“Very right.”
“Consequently, the seeing of a spirit is, indeed, founded on a spiritual influx, which, however, is formed and shaped at pleasure by our imagination; therefore, on every apparition of spirits truth would be intermixed with illusion, and the notions which have been instilled in our mind by our education, and all the prejudices we have imbibed in our infancy, would act an important part on every occasion of that kind?”
“I perceive what you are aiming at.”
“Then tell me, what would the gift of seeing spirits and ghosts benefit us, since the spiritual effect could not but be interwoven so closely with the phantoms of our imagination, that it would be impossible to discern reality from the gross illusions which it is surrounded with?”
The Duke was absorbed in silent meditation, and I continued:---
“Don’t you see that superstition thus would be at full liberty to exercise its sway over us, because we would be led to believe that even the most absurd delusions of our imagination could possibly be founded on a spiritual influx?”
The Duke continued to be silent, and I resumed.—
“And don’t you see that it would be impossible to discern a ghost-seer from a lunatic?”

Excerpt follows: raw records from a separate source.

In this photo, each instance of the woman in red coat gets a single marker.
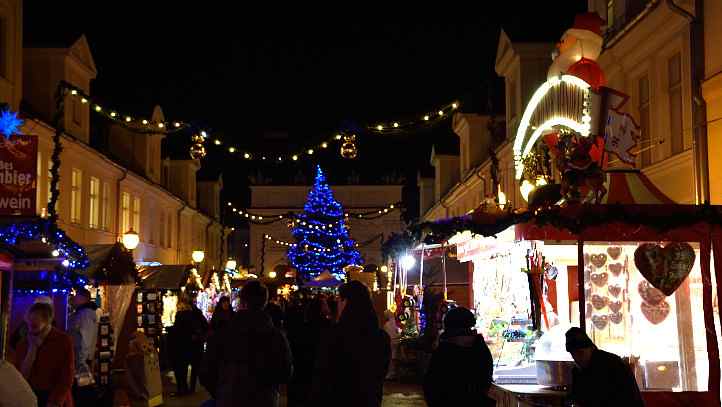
(46, 359)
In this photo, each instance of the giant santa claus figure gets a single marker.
(578, 50)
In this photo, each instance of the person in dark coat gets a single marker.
(597, 369)
(304, 339)
(188, 336)
(248, 360)
(222, 314)
(460, 371)
(354, 356)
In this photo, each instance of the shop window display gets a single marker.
(662, 336)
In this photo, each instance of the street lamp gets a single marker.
(198, 256)
(130, 239)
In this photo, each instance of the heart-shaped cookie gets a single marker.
(655, 313)
(615, 306)
(614, 252)
(599, 301)
(599, 260)
(600, 321)
(615, 290)
(664, 267)
(600, 279)
(650, 294)
(615, 268)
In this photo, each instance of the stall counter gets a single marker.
(526, 395)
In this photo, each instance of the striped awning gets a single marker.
(630, 186)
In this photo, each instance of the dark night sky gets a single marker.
(247, 73)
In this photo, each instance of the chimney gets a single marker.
(426, 193)
(447, 172)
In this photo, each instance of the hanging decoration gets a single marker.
(349, 150)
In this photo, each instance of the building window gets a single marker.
(125, 212)
(75, 195)
(674, 68)
(646, 139)
(94, 200)
(136, 214)
(105, 208)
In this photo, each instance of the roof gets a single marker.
(168, 277)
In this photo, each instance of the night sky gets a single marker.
(274, 82)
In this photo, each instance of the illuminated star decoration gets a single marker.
(9, 123)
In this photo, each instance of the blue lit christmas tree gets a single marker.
(322, 241)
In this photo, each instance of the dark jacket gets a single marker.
(247, 361)
(351, 366)
(460, 373)
(188, 334)
(606, 371)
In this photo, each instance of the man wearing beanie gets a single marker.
(461, 368)
(600, 379)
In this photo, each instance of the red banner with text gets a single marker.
(18, 175)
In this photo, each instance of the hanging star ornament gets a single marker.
(9, 123)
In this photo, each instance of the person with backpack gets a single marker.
(248, 360)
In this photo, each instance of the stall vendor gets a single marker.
(600, 379)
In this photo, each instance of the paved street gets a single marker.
(395, 394)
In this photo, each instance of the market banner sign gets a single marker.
(18, 175)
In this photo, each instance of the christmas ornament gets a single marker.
(655, 314)
(599, 301)
(614, 252)
(600, 321)
(349, 150)
(615, 268)
(665, 267)
(615, 306)
(650, 294)
(600, 279)
(599, 260)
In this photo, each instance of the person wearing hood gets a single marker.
(83, 328)
(460, 371)
(248, 360)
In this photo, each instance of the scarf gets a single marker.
(34, 343)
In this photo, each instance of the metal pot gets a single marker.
(554, 373)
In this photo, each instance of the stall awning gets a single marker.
(165, 277)
(110, 264)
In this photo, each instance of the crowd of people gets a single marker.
(326, 350)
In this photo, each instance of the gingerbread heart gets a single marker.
(600, 321)
(650, 294)
(665, 267)
(615, 268)
(615, 290)
(614, 252)
(600, 279)
(655, 313)
(599, 260)
(599, 301)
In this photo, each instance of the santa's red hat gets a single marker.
(586, 26)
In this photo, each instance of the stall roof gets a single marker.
(168, 277)
(111, 264)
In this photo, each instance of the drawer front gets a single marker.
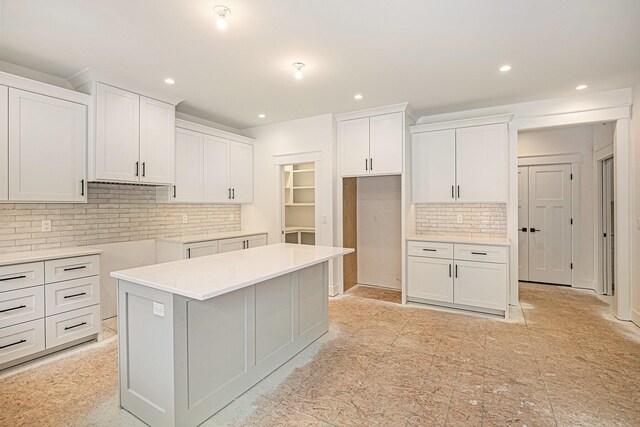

The Duke started up: “How, from a lunatic?”
“Undoubtedly. The characteristic of lunacy consists in mistaking mere objects of the imagination for real substances, existing without ourselves, the original cause of which is a convulsion of the vessels of our brain, which are put out of their equilibrium. This suspension of the equilibrium can arise either from weakness of nerves, or from too strong a pressure of the blood towards the head, and mere phantoms of our imagination then appear to us, even while awake, to be real objects without ourselves. Although such an image should be but faint at first, yet the consternation at such an apparition, so contrary to the natural order of things, would soon excite the attention, and impart to the phantom a vivacity that would not suffer the deluded person to doubt its reality. It is therefore very natural; for the visionary fancies he sees and hears very plainly, what no person besides him perceives, or imagines he sees such phantoms appear and disappear suddenly, when they are gamboling only before one sense that of sight, without being perceived through another sense; for example, that of feeling, and therefore appear to be penetrable. The distemper of the visionary does not affect the understanding immediately, but only the senses; in consequence of which the unhappy wretch cannot remove the delusion by arguments of reason, because the real or supposed perception through the senses, always antecedes the judgment of the understanding, and possesses an immediate evidence which surpasses all reflection. For which reason I can blame no person who treats the ghost-seers as candidates for the lunatic hospital, instead of looking upon them as people belonging, partly, to another world.”